In the fall of that year, we moved to a house in Dinuba that Don had built (and where his folks lived with him). Don’s folk had rented out their house and it became vacant so they moved back there. We are so naive when we’re young—it must have been very difficult for his mother to have to step down to an older home, again. They later built a new house in Kingsburg closer to Dad’s work so it finally worked out for the best.

It was hard for me to keep up the pace my personality wanted to function at. Twice I went to a doctor to find out what could be the problem but other than a minor thyroid problem, I was told that perhaps I needed to get a job. Thinking it must be emotional, I dug in my heels and tried that much harder—but I couldn’t understand why I would actually end up sick enough to have to go down for a day or two. It affected very much my ability to enjoy my children as my body ached and my mind just wouldn’t function as alertly as I wanted.

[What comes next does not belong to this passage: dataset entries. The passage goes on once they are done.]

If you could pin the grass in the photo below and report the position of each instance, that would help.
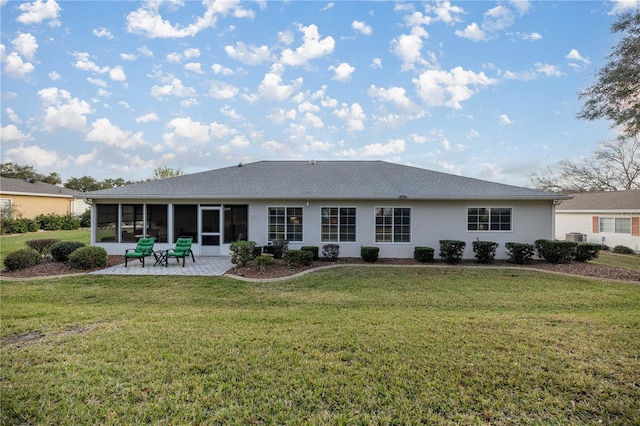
(348, 346)
(627, 261)
(11, 243)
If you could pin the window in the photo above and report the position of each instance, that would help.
(285, 223)
(489, 219)
(393, 225)
(617, 225)
(185, 221)
(107, 222)
(338, 224)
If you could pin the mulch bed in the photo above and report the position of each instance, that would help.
(280, 268)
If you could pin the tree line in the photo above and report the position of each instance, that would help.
(81, 184)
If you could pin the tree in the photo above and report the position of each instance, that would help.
(616, 94)
(17, 171)
(165, 172)
(614, 166)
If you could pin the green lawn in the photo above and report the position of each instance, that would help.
(346, 346)
(11, 243)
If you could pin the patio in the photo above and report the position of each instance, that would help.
(204, 265)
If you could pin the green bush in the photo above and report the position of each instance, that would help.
(520, 253)
(587, 251)
(298, 257)
(622, 250)
(331, 252)
(89, 258)
(485, 251)
(263, 261)
(242, 252)
(21, 259)
(279, 247)
(18, 226)
(423, 254)
(61, 251)
(451, 250)
(313, 249)
(42, 246)
(369, 254)
(556, 251)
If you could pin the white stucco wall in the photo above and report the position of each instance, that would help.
(430, 222)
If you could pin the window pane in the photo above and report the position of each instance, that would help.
(157, 222)
(107, 222)
(185, 221)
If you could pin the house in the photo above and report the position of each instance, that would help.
(611, 218)
(30, 198)
(313, 203)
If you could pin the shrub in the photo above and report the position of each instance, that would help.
(622, 250)
(298, 257)
(42, 246)
(89, 258)
(61, 251)
(451, 250)
(242, 252)
(313, 249)
(18, 226)
(369, 254)
(423, 254)
(263, 261)
(587, 251)
(485, 251)
(556, 251)
(331, 251)
(520, 253)
(21, 259)
(279, 247)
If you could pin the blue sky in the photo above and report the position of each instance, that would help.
(485, 89)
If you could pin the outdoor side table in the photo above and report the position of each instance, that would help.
(161, 257)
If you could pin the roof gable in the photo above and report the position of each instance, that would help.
(322, 180)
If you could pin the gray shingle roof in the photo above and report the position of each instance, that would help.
(22, 186)
(321, 180)
(628, 201)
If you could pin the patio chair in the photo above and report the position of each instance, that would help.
(181, 251)
(143, 249)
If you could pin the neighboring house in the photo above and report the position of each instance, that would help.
(611, 218)
(29, 198)
(350, 203)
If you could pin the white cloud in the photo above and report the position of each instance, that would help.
(342, 72)
(26, 45)
(472, 32)
(353, 115)
(175, 88)
(575, 56)
(250, 55)
(408, 47)
(102, 32)
(38, 11)
(103, 131)
(361, 27)
(312, 47)
(450, 88)
(62, 111)
(148, 22)
(148, 118)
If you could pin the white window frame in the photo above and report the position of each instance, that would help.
(392, 224)
(489, 222)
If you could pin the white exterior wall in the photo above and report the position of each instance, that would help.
(431, 221)
(583, 223)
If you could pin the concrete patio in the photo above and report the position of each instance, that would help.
(203, 266)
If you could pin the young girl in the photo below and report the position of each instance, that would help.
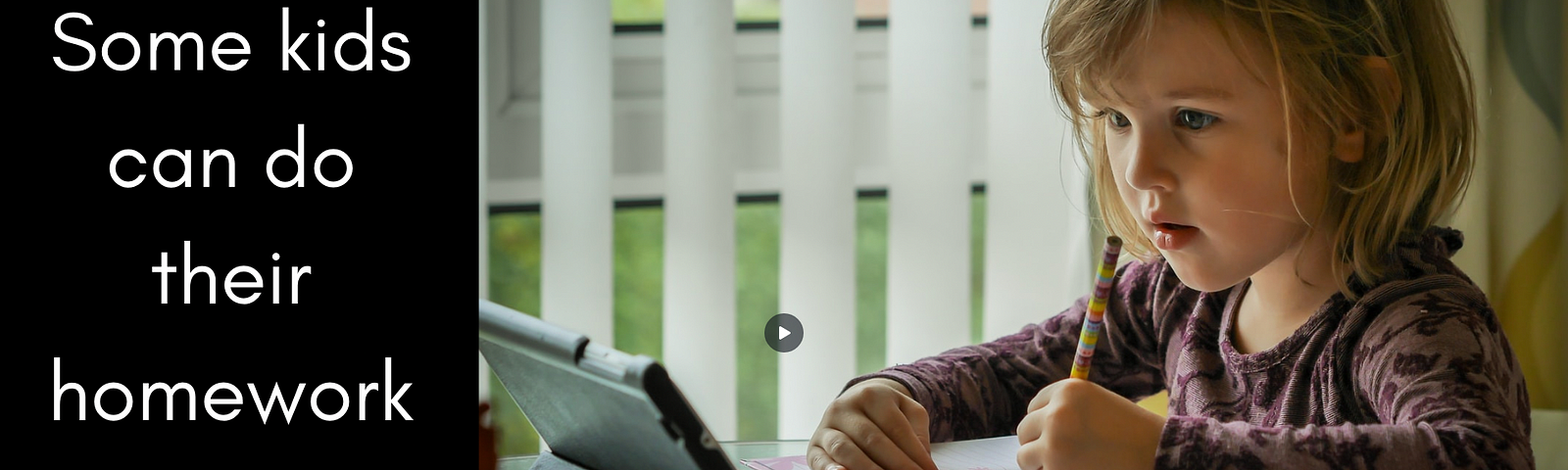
(1286, 162)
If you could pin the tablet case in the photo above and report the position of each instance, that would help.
(596, 407)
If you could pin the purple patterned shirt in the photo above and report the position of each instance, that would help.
(1413, 375)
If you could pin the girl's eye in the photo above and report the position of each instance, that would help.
(1117, 119)
(1194, 119)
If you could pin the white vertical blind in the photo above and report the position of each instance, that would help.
(929, 187)
(1037, 232)
(483, 110)
(817, 203)
(576, 266)
(700, 208)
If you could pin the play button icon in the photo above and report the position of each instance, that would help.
(783, 333)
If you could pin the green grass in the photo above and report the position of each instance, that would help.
(639, 298)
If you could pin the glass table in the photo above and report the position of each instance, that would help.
(734, 450)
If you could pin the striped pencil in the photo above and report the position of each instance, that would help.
(1097, 309)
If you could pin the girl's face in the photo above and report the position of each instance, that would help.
(1197, 141)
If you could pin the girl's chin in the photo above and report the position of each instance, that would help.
(1197, 278)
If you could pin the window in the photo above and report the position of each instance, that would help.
(639, 297)
(752, 12)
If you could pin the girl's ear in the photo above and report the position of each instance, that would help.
(1352, 140)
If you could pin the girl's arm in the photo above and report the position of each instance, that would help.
(984, 391)
(1437, 373)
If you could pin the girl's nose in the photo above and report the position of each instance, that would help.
(1149, 162)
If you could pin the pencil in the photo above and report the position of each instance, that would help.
(1097, 307)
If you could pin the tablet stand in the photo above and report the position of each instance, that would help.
(549, 461)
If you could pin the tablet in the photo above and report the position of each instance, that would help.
(595, 406)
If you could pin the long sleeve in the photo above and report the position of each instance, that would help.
(984, 391)
(1432, 373)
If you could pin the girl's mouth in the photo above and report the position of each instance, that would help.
(1172, 237)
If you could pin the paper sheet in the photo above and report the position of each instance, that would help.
(996, 453)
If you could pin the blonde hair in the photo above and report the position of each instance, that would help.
(1419, 148)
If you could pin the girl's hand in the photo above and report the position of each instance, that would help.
(872, 427)
(1078, 423)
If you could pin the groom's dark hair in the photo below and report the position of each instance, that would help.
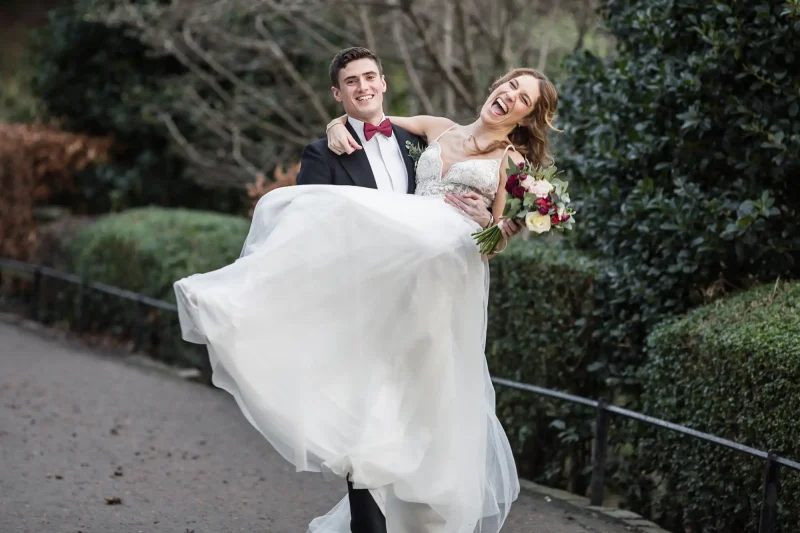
(351, 54)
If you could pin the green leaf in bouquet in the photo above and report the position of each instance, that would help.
(512, 208)
(549, 173)
(512, 168)
(529, 201)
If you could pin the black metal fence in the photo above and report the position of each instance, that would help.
(772, 462)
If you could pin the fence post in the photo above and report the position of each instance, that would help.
(769, 496)
(138, 331)
(36, 291)
(83, 300)
(599, 454)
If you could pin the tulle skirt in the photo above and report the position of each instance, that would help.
(351, 333)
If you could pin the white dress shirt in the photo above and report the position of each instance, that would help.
(385, 159)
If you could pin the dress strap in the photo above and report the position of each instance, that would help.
(445, 131)
(506, 151)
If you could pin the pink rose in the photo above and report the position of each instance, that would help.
(541, 188)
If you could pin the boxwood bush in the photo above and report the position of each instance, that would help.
(731, 369)
(541, 331)
(146, 250)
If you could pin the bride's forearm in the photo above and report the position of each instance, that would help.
(427, 126)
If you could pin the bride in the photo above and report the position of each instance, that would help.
(351, 330)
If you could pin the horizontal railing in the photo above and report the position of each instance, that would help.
(772, 461)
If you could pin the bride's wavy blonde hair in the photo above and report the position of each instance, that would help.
(530, 139)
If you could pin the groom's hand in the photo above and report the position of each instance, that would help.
(471, 204)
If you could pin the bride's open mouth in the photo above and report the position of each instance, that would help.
(499, 107)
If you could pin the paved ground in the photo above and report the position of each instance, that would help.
(79, 429)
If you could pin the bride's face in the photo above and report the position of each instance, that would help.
(509, 104)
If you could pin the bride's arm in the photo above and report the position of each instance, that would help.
(510, 227)
(426, 126)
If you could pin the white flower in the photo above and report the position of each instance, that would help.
(541, 188)
(537, 223)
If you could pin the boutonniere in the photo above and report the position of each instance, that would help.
(414, 151)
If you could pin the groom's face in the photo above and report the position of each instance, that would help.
(361, 88)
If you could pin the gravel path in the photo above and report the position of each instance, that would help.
(94, 443)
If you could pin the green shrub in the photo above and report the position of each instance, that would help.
(147, 249)
(94, 79)
(540, 331)
(731, 369)
(144, 250)
(683, 149)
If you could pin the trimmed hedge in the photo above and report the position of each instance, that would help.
(541, 331)
(146, 250)
(731, 369)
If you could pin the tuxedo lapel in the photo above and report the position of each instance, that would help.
(357, 164)
(402, 136)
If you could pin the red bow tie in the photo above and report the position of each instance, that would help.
(384, 127)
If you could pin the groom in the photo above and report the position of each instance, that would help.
(383, 163)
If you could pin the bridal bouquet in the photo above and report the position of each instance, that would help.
(535, 195)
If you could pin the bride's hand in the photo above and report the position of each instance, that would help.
(340, 141)
(509, 228)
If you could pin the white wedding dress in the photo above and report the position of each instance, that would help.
(351, 332)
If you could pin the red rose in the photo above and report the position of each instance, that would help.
(512, 183)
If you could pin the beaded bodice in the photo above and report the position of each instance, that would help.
(470, 175)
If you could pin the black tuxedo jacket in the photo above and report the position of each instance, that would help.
(320, 166)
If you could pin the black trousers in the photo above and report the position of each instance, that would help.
(365, 515)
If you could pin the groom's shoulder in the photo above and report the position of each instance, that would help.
(318, 148)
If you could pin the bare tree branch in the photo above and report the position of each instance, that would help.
(430, 47)
(408, 62)
(287, 65)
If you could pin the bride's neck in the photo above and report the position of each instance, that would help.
(482, 132)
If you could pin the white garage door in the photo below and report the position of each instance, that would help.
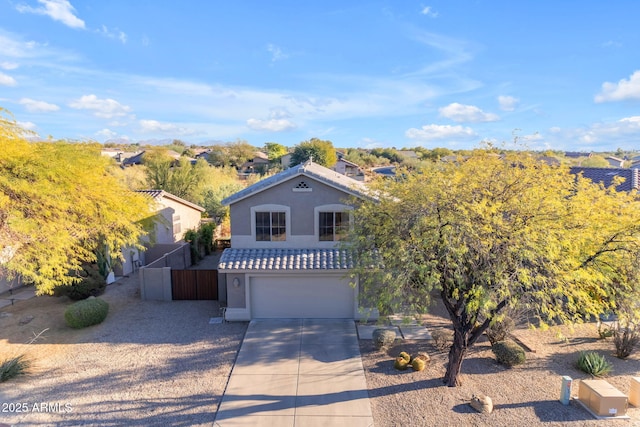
(301, 296)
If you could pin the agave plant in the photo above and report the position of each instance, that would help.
(594, 364)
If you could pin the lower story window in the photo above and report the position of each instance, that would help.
(333, 226)
(271, 227)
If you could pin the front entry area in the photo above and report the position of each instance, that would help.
(302, 296)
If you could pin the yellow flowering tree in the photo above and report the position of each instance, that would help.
(490, 232)
(61, 204)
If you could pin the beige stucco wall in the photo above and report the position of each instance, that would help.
(300, 203)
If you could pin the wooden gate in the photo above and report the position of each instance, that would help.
(194, 284)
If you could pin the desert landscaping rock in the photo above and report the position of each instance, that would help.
(148, 363)
(163, 363)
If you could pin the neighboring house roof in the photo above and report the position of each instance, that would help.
(310, 169)
(160, 194)
(347, 162)
(606, 176)
(576, 154)
(284, 259)
(550, 160)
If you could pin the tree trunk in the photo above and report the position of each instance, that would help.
(456, 356)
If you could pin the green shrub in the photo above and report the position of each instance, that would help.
(13, 367)
(604, 331)
(442, 338)
(593, 363)
(500, 330)
(91, 283)
(383, 338)
(625, 337)
(418, 364)
(423, 356)
(86, 313)
(401, 363)
(509, 353)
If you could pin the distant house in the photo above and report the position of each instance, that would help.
(409, 154)
(258, 164)
(576, 154)
(550, 160)
(350, 169)
(284, 259)
(133, 159)
(173, 217)
(138, 158)
(115, 153)
(607, 175)
(285, 161)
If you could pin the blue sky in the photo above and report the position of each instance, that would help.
(558, 74)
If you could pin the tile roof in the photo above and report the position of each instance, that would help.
(285, 259)
(310, 169)
(606, 176)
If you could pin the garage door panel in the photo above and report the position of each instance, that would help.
(301, 296)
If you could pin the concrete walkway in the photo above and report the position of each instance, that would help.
(297, 373)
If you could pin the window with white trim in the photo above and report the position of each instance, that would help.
(333, 226)
(271, 226)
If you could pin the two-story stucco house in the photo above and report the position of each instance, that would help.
(284, 260)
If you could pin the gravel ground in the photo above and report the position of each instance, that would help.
(527, 395)
(162, 363)
(148, 363)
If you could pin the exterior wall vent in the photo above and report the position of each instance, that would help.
(302, 186)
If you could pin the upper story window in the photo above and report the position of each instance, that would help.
(333, 226)
(271, 226)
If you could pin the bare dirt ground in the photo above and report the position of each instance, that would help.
(148, 363)
(526, 395)
(162, 363)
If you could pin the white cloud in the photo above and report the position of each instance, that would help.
(34, 106)
(8, 65)
(107, 133)
(154, 126)
(276, 53)
(623, 90)
(466, 113)
(113, 34)
(428, 11)
(103, 108)
(508, 103)
(58, 10)
(271, 125)
(7, 80)
(437, 132)
(27, 125)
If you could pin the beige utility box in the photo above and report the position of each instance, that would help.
(602, 398)
(634, 392)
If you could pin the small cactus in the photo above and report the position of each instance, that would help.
(423, 356)
(418, 364)
(401, 363)
(405, 356)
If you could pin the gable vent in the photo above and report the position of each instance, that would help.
(302, 186)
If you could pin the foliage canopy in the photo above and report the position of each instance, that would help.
(322, 152)
(60, 203)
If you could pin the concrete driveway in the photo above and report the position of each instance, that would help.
(297, 372)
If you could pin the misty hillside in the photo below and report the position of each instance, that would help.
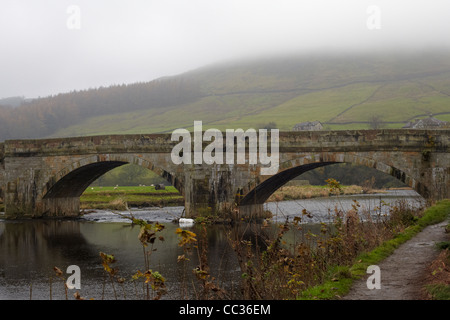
(342, 92)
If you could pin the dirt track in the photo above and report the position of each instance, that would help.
(403, 273)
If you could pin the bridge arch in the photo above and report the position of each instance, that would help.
(74, 178)
(292, 168)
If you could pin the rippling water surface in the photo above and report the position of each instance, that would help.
(29, 249)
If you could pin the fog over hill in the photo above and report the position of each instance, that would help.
(340, 90)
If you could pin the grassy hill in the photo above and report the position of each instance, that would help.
(343, 92)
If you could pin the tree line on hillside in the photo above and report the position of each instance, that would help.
(43, 116)
(345, 173)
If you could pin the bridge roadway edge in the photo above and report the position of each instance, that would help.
(30, 168)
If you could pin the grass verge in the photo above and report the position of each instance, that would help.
(340, 278)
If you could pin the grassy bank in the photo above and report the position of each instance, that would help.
(340, 278)
(308, 192)
(117, 198)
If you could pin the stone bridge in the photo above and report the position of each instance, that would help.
(45, 177)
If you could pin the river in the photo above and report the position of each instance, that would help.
(29, 249)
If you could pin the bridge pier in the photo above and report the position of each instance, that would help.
(45, 177)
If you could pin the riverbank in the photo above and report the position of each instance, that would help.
(118, 198)
(403, 261)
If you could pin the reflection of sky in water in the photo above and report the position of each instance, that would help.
(30, 249)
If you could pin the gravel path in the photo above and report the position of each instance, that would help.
(402, 273)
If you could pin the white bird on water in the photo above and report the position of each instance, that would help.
(186, 222)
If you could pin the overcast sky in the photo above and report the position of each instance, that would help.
(53, 46)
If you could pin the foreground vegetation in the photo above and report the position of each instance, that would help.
(119, 198)
(293, 262)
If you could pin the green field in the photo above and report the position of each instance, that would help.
(342, 93)
(119, 198)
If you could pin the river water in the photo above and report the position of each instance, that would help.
(29, 249)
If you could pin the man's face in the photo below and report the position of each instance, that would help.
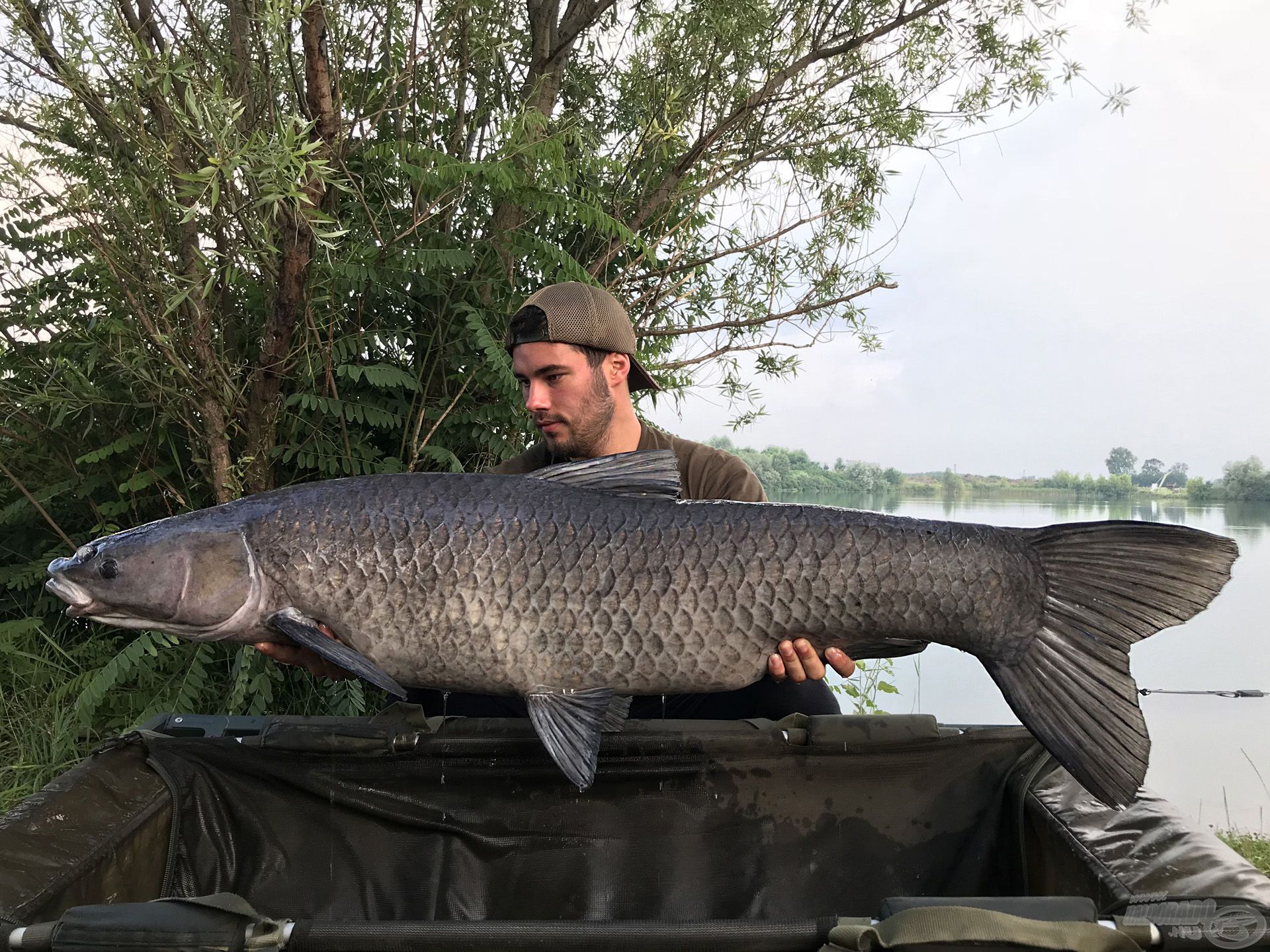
(571, 404)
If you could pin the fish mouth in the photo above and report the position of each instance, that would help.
(78, 601)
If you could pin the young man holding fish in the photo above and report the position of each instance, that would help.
(573, 352)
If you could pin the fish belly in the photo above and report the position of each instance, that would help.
(562, 588)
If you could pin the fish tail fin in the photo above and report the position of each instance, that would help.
(1109, 586)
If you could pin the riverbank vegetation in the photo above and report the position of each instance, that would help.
(1253, 847)
(252, 245)
(789, 471)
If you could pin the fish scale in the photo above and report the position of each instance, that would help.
(427, 607)
(586, 583)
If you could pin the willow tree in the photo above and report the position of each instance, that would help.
(258, 241)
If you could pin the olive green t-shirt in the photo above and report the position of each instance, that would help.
(705, 473)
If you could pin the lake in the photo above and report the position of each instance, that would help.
(1206, 750)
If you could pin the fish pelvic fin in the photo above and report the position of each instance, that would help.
(642, 474)
(1109, 586)
(304, 631)
(570, 723)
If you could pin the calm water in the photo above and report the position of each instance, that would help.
(1203, 748)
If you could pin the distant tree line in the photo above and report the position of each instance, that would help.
(783, 470)
(794, 471)
(1244, 479)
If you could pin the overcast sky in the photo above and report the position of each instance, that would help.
(1072, 284)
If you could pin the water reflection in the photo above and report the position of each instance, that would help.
(1246, 520)
(1205, 750)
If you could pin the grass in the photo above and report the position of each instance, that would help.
(1251, 846)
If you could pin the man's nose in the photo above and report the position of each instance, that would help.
(536, 397)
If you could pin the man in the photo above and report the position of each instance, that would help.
(573, 352)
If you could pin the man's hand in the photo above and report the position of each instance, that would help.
(304, 658)
(798, 662)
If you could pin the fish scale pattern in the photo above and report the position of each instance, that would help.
(501, 586)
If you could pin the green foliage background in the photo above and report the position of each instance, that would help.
(254, 243)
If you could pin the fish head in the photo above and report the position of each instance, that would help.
(197, 584)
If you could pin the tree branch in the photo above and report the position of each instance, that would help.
(730, 349)
(769, 317)
(663, 192)
(295, 241)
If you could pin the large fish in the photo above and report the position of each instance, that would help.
(583, 584)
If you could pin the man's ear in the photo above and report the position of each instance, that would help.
(618, 368)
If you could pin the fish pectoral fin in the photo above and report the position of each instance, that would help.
(615, 717)
(304, 631)
(642, 474)
(570, 723)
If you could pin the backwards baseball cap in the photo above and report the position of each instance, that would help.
(579, 314)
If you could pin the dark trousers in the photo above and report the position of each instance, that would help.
(763, 698)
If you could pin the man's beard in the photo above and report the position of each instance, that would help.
(588, 429)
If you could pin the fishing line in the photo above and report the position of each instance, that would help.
(1246, 692)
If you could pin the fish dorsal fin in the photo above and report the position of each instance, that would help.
(570, 723)
(644, 473)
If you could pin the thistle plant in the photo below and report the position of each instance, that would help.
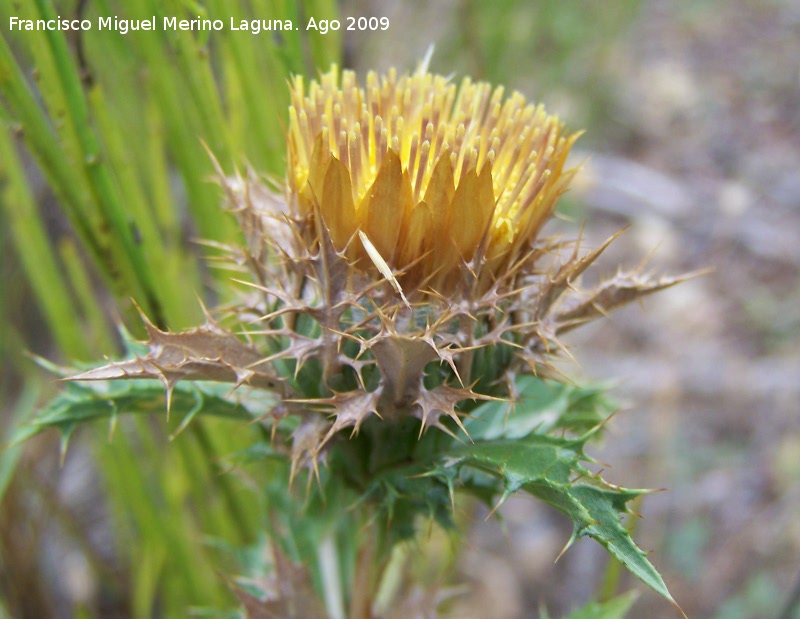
(399, 313)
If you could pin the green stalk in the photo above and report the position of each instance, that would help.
(36, 253)
(23, 112)
(130, 259)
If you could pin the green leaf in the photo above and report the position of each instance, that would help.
(551, 469)
(82, 402)
(615, 608)
(541, 407)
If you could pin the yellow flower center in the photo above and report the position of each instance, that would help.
(436, 176)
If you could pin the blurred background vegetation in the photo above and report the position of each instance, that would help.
(692, 117)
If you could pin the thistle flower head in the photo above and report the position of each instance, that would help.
(434, 175)
(400, 276)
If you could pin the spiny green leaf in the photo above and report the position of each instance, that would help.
(550, 469)
(541, 407)
(79, 403)
(615, 608)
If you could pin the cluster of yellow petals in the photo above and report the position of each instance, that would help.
(431, 173)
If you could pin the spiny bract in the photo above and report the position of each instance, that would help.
(401, 273)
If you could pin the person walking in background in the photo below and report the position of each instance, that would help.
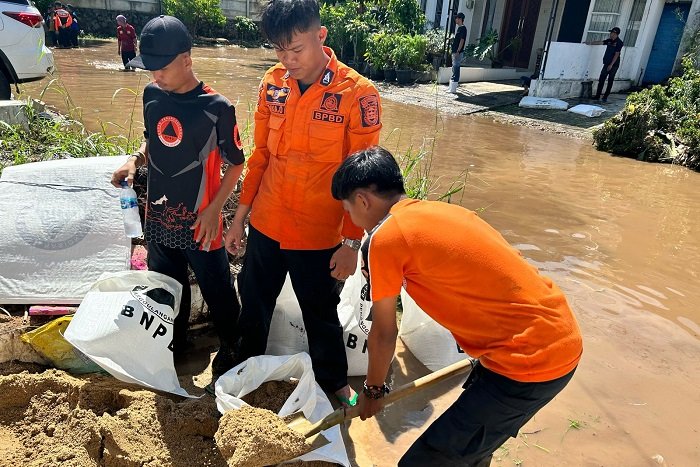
(74, 27)
(466, 276)
(49, 21)
(611, 62)
(312, 112)
(63, 21)
(126, 41)
(189, 130)
(458, 44)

Cindy was our joy and sunshine. She loved her Daddy and wanted me to leave the house for her. She wanted to marry him and wanted this house just as it was. She made good friends with Rene Mendel who lived down about six houses and enjoyed preschool with her. Richard Stauffer lived across the street and they were always making mud pies, and doing all the things little kids love to do. The White girls lived around the comer from our house. Carolyn and Jill White were special friends. One of her favorite activities with her mother was to ring the doorbell with her dolly in hand and I would welcome “Mrs. Jones and her baby” into the house for some tea. She got practice in how to be a “mother” in those days and today she has become a wonderful “mother” to four children.